Riguardo alla recente sentenza della Corte costituzionale in merito al lodo Alfano saranno scritte molte pagine sui periodici nazionali e le polemiche si trascineranno per diversi giorni. Nella baraonda di queste prime ore, mi viene spontaneo fare un passo indietro e riflettere su quanto accaduto. Oggi è un giorno molto importante per l’Italia, perché si conferma la validità di un ideale alla base di ogni Stato di diritto. «Tutti i cittadini sono eguali davanti alla legge», art. 3 della Costituzione. Punto. Se le cose fossero andate diversamente si sarebbe messo in discussione un principio sacro intorno a cui ruota la giustizia, un valore per cui molte persone hanno dato la vita nel corso della storia e per cui ancora si lotta in alcune parti del mondo.
Attenzione, le mie parole non hanno alcun colore partitico. Non sto dicendo da che parte stiano i buoni e chi sono i cattivi; vorrei fare un ragionamento più ampio, per il resto ciascuno faccia le proprie valutazioni. Volendo sviscerare il problema, consideriamo per un secondo anche l’ipotesi che in un momento storico possano esistere dei giudici di parte e che questi si organizzino con l’obiettivo illegittimo di perseguitare un gruppo di potere. Il modo più corretto di risolvere il problema non consisterebbe nel sollevare le persone perseguitate dal rispetto della legge. Sarebbe doveroso invece prendere provvedimenti nei confronti dei giudici scorretti, dopo aver dimostrato nei fatti che il loro comportamento è tale.

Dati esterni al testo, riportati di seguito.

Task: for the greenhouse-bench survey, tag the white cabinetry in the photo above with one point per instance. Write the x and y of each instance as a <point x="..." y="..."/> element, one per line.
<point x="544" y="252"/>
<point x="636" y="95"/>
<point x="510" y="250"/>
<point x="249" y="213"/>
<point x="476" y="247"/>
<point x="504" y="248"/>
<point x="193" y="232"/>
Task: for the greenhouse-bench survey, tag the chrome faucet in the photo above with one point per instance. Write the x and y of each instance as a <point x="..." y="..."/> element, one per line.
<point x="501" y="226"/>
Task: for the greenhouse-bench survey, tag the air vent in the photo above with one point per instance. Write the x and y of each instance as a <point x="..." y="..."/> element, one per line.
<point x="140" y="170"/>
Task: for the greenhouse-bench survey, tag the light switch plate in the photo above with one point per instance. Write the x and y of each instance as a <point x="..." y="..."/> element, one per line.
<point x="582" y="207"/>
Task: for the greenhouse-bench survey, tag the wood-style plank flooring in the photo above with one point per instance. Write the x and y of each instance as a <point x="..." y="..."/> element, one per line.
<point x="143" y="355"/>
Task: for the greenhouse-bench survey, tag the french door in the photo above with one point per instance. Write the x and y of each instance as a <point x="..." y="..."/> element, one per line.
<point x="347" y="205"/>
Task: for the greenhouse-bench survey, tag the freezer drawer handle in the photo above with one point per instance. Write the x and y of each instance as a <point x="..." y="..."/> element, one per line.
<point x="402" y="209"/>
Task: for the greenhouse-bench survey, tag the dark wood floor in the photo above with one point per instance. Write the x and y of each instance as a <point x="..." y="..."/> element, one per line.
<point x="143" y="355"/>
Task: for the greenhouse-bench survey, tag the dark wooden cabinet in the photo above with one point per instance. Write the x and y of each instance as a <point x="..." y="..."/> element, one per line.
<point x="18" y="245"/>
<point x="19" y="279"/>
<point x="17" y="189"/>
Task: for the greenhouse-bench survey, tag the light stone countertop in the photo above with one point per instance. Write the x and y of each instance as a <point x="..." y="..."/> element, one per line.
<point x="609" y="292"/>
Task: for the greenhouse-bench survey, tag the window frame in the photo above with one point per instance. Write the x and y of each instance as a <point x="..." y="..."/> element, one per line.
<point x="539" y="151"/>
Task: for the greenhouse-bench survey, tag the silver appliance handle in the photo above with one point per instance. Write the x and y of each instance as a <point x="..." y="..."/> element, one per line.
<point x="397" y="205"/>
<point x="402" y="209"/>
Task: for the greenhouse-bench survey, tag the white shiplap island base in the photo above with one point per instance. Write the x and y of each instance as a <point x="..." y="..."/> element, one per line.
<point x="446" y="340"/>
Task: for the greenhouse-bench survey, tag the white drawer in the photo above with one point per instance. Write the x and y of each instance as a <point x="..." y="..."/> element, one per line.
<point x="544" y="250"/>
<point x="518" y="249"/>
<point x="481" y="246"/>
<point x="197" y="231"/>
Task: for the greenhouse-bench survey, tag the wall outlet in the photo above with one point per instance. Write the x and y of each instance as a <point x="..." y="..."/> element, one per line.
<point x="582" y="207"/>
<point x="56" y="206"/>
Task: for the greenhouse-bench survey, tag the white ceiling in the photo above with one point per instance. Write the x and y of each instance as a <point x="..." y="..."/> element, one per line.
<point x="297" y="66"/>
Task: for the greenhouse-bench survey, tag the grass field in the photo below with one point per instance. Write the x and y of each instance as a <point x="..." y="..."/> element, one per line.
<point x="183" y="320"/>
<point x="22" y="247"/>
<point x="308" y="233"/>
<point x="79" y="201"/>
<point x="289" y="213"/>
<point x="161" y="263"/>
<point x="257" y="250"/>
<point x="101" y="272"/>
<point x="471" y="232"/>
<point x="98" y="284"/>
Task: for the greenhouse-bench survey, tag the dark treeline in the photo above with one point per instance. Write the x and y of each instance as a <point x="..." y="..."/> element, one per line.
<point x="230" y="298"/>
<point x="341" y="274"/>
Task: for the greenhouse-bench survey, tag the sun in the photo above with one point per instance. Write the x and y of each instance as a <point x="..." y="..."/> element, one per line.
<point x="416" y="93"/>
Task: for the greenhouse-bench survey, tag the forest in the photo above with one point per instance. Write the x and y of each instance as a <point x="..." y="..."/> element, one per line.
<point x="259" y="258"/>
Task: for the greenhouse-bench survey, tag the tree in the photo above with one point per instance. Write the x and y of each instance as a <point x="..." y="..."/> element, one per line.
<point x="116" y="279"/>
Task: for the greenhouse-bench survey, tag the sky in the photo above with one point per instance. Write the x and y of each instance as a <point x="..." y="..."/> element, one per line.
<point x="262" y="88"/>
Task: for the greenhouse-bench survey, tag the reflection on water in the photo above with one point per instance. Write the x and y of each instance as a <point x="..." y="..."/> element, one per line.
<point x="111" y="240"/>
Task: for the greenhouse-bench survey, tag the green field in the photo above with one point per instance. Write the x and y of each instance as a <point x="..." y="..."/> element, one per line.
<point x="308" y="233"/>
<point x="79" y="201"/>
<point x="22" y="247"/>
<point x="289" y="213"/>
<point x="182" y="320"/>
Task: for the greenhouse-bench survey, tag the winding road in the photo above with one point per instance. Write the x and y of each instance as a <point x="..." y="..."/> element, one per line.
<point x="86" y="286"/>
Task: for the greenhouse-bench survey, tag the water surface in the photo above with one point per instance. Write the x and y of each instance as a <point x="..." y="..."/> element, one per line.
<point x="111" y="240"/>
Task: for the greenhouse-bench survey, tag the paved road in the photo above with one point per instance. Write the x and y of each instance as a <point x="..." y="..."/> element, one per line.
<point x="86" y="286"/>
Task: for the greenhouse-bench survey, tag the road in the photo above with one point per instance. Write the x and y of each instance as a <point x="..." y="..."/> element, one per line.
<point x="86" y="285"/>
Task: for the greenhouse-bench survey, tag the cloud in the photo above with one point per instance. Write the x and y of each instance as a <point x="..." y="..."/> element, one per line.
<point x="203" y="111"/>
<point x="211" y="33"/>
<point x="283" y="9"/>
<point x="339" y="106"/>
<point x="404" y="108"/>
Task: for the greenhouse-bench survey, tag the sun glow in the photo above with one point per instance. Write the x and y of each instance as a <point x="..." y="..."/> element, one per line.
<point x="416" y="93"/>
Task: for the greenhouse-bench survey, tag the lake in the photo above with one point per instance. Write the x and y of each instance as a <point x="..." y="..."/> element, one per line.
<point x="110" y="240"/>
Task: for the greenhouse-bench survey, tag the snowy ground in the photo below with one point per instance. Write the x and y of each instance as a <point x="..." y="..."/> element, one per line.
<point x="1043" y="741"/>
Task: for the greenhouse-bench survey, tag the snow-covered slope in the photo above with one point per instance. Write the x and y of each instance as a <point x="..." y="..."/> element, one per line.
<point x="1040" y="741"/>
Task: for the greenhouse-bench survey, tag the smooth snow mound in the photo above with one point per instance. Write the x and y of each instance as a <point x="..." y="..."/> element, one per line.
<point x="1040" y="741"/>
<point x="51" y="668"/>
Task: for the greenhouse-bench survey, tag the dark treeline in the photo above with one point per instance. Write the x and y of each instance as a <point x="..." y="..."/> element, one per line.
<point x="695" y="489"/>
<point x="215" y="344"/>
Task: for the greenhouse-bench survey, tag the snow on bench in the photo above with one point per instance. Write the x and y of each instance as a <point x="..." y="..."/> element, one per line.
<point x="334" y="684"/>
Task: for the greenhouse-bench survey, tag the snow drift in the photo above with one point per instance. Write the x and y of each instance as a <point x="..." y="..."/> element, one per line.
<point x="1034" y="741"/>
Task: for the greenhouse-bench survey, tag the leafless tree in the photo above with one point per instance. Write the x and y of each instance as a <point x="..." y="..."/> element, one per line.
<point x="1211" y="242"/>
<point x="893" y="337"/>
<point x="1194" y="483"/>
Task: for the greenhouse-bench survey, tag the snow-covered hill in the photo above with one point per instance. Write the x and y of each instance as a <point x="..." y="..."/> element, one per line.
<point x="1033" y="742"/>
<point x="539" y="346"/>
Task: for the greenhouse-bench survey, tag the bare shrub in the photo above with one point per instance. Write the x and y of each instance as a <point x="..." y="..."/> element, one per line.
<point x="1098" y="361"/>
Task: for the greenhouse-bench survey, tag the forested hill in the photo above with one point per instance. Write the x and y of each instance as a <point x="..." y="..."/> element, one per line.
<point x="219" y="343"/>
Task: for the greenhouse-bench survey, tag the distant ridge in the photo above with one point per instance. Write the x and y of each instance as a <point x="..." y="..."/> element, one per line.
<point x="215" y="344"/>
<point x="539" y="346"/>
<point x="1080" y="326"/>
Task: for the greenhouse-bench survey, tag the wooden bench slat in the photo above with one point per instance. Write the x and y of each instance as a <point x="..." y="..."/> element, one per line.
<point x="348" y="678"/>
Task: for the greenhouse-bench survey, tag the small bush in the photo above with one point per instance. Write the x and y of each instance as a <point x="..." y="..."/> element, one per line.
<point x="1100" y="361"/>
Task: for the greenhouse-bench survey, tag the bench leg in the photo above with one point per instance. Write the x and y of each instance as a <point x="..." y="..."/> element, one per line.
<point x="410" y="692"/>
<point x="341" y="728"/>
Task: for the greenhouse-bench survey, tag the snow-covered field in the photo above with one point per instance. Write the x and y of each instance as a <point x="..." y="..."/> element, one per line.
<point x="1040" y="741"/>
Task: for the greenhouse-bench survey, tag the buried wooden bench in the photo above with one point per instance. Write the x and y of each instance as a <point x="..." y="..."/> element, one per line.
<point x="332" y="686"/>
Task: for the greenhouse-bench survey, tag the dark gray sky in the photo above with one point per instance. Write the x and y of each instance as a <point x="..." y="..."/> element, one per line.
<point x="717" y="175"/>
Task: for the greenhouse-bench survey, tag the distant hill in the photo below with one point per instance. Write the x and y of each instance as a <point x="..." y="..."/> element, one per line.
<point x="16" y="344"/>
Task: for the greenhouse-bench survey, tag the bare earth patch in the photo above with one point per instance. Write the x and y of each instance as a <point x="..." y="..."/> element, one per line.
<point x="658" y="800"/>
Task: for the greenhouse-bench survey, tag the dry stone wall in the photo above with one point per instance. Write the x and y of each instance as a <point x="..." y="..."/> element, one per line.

Tutto questo è già previsto all’interno del nostro ordinamento. Tramite il Consiglio superiore della magistratura, che non è un distaccamento ex-sovietico di sinistra sovversiva, ma un serio organismo indipendente di controllo. Le dichiarazioni rilasciate da entrambi gli schieramenti prima e dopo la sentenza la dicono lunga invece sullo stato in cui versa la nostra classe politica.
Bossi ha minacciato la «rivoluzione dei Galli». Ghedini e Pecorella hanno parlato di «primus super pares», dicendo che «la legge è uguale per tutti ma non sempre lo è la sua applicazione» (ci rendiamo conto?), sostenendo che uno strumento come il lodo Alfano è «presente in quasi tutti i Paesi d’Europa». Berlusconi ha dichiarato di «avere il supporto del 70% degli italiani» (alle ultime elezioni politiche erano circa il 47% – ndr), aggiungendo che «il 72% della stampa italiana è di sinistra» (ma come, “Panorama” e “Il Giornale” sono di sua diretta proprietà, “Libero”, “Il Messaggero”, “La Stampa” e “Avvenire” non li definirei degli avamposti comunisti, oltre al “Sole 24 Ore” e al “Corriere della sera”). Di Pietro invece ha chiesto le dimissioni immediate del premier (non si capisce in base a quale principio, dato che è stato democraticamente eletto e qualunque cittadino finché non ha una sentenza passata in giudicato, secondo la legge, è da considerarsi giustamente innocente).
Forse sarebbe meglio abbassare tutti un attimo il tono della voce, pensando meglio a ciò che si ha da dire. Intanto oggi è un giorno da festeggiare perché certi ideali sono ancora lì al loro posto. A prescindere dalla parte politica a cui si appartiene.